The key to raising prosperity in our nation is to attract business and jobs back to our lands – not through altering free markets via personal and corporate welfare. Business and jobs are attracted by creating an environment that allows businesses to offer U.S.-made products and services to end consumers at globally competitive prices. So what would have the greatest impact on costs that get priced into domestically produced goods and services?

-          Payroll Taxes (Social Security and Medicare) raise costs to companies who employ workers.

-          Corporate Taxes must be priced into products/services when seeking after-tax profits.

-          Tax compliance (Corp, Payroll, Employee Personal withholdings, etc.) is also a cost that every U.S. business must bear (and price into end products).

Ultimately, end consumers bear the burden of corporate and payroll taxes as well as tax compliance. 

One of the biggest sleight-of-hand tricks is to suggest that raising corporate taxes is somehow compassionate to workers and the middle class. Raise taxes on oil companies for instance and we all know what happens to the price of gas at the pump. Corporations don’t pay taxes. They just pass them on to the consumer.

Some of our nation’s top economists have determined that without Payroll and Corporate taxes, the average price of U.S.-made goods and services could come down by 22%.

Consider this for a moment… 

If U.S.-made goods and services could be offered to end consumers (domestically and abroad) for 22% less, would our products compete better globally? It doesn’t take an economist to figure this one out. 

Once we level the playing field some, domestically we can add the tax back at the point-of-sale which applies to both U.S.-made and imported products alike.

From a “keeping jobs in America” you can’t beat the FairTax!   More jobs = more prosperity = more disposable income = more consumption = more revenues to our federal government. Rather than have a vicious downward cycle, we reverse current trends and go up for a change!

Considering also that the FairTax invites $12+ trillion to repatriate back to our lands by completely eliminating Capital Gains and Estate Taxes, the timeline for investment in the U.S.A. would be months… not years!

There are many other key benefits to the FairTax that are worth mentioning. Here are a few.

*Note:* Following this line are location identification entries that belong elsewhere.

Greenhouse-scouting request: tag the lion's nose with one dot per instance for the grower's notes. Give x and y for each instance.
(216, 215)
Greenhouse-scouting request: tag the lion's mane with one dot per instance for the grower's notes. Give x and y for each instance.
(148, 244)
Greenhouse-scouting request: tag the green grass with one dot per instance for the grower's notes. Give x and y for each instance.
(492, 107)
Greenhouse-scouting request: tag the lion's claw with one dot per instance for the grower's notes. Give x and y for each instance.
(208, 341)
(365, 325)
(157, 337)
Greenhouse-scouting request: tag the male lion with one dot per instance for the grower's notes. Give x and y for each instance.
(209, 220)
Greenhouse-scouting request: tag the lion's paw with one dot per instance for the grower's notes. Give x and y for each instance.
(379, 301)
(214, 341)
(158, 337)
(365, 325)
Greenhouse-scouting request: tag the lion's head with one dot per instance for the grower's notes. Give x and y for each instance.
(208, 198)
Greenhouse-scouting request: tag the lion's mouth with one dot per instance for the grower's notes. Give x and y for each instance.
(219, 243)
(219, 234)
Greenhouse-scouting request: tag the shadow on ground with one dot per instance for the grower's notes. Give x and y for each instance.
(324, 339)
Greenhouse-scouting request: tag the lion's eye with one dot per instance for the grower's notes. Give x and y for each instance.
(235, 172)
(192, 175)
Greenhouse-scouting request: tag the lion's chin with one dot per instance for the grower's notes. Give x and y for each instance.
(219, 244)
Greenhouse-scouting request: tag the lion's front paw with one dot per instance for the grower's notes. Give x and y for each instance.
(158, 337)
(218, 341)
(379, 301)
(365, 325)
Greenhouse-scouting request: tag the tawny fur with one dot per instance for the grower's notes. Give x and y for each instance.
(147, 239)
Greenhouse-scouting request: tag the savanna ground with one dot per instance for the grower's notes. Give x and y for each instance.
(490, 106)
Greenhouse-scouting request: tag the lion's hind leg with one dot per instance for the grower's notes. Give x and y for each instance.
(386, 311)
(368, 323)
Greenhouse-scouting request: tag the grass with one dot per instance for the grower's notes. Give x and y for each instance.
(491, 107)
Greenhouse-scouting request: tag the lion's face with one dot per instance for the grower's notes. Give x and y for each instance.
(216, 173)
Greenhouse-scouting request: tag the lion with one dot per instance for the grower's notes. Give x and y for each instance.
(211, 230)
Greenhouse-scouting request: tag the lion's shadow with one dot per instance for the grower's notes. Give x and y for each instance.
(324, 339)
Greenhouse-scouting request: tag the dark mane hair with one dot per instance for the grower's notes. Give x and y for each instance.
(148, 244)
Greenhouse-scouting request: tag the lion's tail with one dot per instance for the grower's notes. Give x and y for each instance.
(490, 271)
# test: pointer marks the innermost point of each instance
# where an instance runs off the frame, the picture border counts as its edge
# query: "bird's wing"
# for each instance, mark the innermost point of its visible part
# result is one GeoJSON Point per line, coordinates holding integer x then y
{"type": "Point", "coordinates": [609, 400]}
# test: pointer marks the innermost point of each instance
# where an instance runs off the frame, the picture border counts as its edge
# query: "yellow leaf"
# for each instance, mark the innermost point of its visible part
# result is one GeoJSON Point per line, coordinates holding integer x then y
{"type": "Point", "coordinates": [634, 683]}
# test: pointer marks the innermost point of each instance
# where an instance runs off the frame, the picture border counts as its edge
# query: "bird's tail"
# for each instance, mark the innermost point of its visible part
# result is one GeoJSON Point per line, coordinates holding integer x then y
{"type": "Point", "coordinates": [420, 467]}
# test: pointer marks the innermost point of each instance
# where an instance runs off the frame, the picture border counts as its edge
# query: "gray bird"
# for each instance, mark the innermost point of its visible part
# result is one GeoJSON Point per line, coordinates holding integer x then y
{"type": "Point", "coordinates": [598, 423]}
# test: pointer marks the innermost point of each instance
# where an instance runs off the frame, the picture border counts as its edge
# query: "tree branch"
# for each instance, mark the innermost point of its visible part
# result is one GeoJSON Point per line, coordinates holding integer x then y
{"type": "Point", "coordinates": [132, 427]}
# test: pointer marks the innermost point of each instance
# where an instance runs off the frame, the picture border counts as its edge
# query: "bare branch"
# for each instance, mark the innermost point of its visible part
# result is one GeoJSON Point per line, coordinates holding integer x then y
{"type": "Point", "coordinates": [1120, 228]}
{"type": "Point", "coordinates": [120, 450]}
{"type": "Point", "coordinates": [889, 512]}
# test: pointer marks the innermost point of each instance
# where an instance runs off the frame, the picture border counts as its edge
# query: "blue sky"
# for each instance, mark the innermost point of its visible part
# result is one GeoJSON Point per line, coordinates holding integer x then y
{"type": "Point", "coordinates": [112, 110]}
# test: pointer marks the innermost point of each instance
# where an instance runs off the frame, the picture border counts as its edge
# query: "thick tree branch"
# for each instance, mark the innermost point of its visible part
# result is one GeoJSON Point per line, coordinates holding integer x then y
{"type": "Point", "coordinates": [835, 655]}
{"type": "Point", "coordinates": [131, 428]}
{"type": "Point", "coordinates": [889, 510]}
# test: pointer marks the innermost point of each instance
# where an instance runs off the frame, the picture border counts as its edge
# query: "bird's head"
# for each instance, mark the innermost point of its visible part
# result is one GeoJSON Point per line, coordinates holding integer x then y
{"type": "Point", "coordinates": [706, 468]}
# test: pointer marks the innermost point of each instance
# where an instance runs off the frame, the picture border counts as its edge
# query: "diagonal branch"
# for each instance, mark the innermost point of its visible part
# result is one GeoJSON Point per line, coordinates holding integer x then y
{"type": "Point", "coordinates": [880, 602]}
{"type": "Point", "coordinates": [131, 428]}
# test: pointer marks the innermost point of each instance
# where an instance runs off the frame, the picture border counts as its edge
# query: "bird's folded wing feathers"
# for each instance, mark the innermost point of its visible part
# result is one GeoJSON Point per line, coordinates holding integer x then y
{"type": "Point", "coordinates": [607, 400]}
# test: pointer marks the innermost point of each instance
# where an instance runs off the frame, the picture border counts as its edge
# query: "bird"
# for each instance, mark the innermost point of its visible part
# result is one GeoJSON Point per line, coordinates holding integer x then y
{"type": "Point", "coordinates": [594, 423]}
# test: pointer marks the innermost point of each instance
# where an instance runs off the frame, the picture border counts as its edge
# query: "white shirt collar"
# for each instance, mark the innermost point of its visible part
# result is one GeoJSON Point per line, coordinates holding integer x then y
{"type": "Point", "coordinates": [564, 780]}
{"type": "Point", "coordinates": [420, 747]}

1.       Income earners will receive 100% of their gross earnings (assuming States follow suit by eliminating personal income tax obligations).

2.       All consumption taxes paid on consumption at or below the poverty-level are untaxed via the monthly prebate provision.

3.       Spreads the tax burden among all who consume within our lands – not just those of us who file tax returns.

4.       Liberates households and (many businesses) from having to file income tax returns

In Summary, by replacing the Income Tax, Corporate Tax, Payroll Tax, Capital Gains Tax, and Estate Tax with the FairTax (national retail sales tax) we will attract business, investment, jobs, and prosperity back to our lands and create prosperity for all.

For more information please visit www.fairtax.org.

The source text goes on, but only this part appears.